Ulteriore highlight è l’opposizione del minore (articolo 13, par. 2). Il diritto del minore a essere udito in tutti i procedimenti che lo riguardano rappresenta un principio fondamentale previsto in ambito internazionale (Convenzione di New York sui diritti del fanciullo, articolo 12) ed europeo (Carta dei diritti fondamentali dell’UE, articolo 24).

La Cassazione ha stabilito che l’audizione del minore e la considerazione delle sue opinioni costituiscono un “passaggio ineludibile” nei procedimenti di ritorno. Il rifiuto al rientro deve essere motivato e fondato su una sufficiente maturità del minore medesimo. Pertanto, l’opposizione non risulta vincolante ove non sia l’esito di un convincimento maturo, bensì il risultato di una manipolazione ovvero di un’immaturità.

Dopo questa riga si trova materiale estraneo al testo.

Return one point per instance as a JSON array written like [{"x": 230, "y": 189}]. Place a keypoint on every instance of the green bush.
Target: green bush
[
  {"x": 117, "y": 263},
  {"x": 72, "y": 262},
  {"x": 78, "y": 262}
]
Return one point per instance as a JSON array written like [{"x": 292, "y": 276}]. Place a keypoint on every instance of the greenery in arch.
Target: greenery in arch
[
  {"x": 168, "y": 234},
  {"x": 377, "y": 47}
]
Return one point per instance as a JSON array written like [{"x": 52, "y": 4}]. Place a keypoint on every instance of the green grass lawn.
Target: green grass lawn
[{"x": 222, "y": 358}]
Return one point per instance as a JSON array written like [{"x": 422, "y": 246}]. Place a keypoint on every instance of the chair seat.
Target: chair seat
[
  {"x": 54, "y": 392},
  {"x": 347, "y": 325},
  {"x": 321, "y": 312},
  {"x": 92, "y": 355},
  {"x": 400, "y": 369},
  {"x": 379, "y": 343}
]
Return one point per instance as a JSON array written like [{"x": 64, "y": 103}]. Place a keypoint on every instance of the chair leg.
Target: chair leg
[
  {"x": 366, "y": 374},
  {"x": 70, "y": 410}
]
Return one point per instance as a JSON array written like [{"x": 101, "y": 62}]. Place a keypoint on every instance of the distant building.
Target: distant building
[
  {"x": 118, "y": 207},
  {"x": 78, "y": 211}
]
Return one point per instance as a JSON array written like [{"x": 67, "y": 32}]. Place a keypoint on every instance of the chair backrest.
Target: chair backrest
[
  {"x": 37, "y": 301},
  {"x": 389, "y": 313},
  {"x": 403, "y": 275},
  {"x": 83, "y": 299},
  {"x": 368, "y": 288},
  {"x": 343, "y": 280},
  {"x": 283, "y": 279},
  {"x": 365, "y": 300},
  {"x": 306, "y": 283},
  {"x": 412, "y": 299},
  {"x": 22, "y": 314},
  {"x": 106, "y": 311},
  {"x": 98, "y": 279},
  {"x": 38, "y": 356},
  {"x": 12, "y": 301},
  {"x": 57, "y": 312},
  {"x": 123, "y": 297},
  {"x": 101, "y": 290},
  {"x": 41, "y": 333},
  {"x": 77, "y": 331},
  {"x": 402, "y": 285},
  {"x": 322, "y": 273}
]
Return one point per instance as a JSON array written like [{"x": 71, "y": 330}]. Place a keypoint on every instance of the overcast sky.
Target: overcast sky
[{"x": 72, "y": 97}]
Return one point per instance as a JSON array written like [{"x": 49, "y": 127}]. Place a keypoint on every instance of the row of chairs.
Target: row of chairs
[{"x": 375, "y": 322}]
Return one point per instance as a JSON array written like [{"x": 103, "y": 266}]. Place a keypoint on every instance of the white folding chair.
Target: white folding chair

Ulteriormente, in linea con la giurisprudenza della Corte di Giustizia, per i minori in tenera età, la valutazione della residenza abituale e, indirettamente, della situazione intollerabile in ipotesi di rientro, deve tenere in considerazione la “totale dipendenza del minore dalla persona che se ne prende cura in via principale”, collegando l’interesse del bambino all’integrazione del genitore caregiver.

Tra certezza e protezione

L’evoluzione giurisprudenziale in materia di sottrazione internazionale di minori, anche in virtù dell’integrazione col Regolamento UE 2019/1111 (Bruxelles II ter), si orienta a rintracciare un equilibrio, ovvero assicurare la certezza del diritto tramite il ripristino immediato della residenza abituale e, al contempo, garantire la protezione effettiva del minore da pericoli reali. La decisione in disamina manifesta tale trend, richiamando l’attenzione del giudice di merito perché l’applicazione delle eccezioni elencate all’articolo 13, in particolare la clausola del “rischio grave”, sia guidata da una valutazione concreta del “the best interest of child”.

L’interpretazione del rischio grave

In ambito di sottrazione internazionale di minori, la causa ostativa all’ordine di rientro, di cui all’art. 13, comma 1, lettera b) della Convenzione dell’Aja del 1980 (relativa al fondato rischio grave di esporre il minore a pericoli fisici o psichici, o di trovarsi in una situazione intollerabile), deve essere oggetto di rigorosa interpretazione poiché costituisce un’eccezione alla regola generale dell’immediato rimpatrio. Per l’effetto, il diniego al rientro è ammissibile soltanto se:

  • sussiste la prova specifica (e non generica o meramente ipotetica) del fondato rischio grave;
  • il giudice non può dare peso al mero disagio ovvero alla semplice sofferenza psicologica del minore per il distacco dal genitore sottraente, a meno che detti inconvenienti non raggiungano il grado di pericolo psichico o di effettiva intollerabilità richiesto dalla norma convenzionale;
  • nel valutare “the best interest of child” si deve tenere conto pure dell’interesse a non essere sradicato dal relativo contesto originario, e non è sufficiente a integrare il fondato rischio unicamente il convincimento che il rientro non sia “funzionale al perseguimento del preminente interesse” del fanciullo;
  • eventuali circostanze fattuali ipotetiche afferenti a criticità giudiziarie del genitore sottraente nel Paese di residenza abituale, che cagionerebbero la separazione dal figlio, non risultano sufficienti a fondare il diniego, a meno che non sia accertata una certa ed effettiva causa impeditiva al rientro per il genitore, ovvero che l’ipotetica separazione, unitamente a ulteriori circostanze, non raggiunga il grado di pericolo psichico o intollerabilità.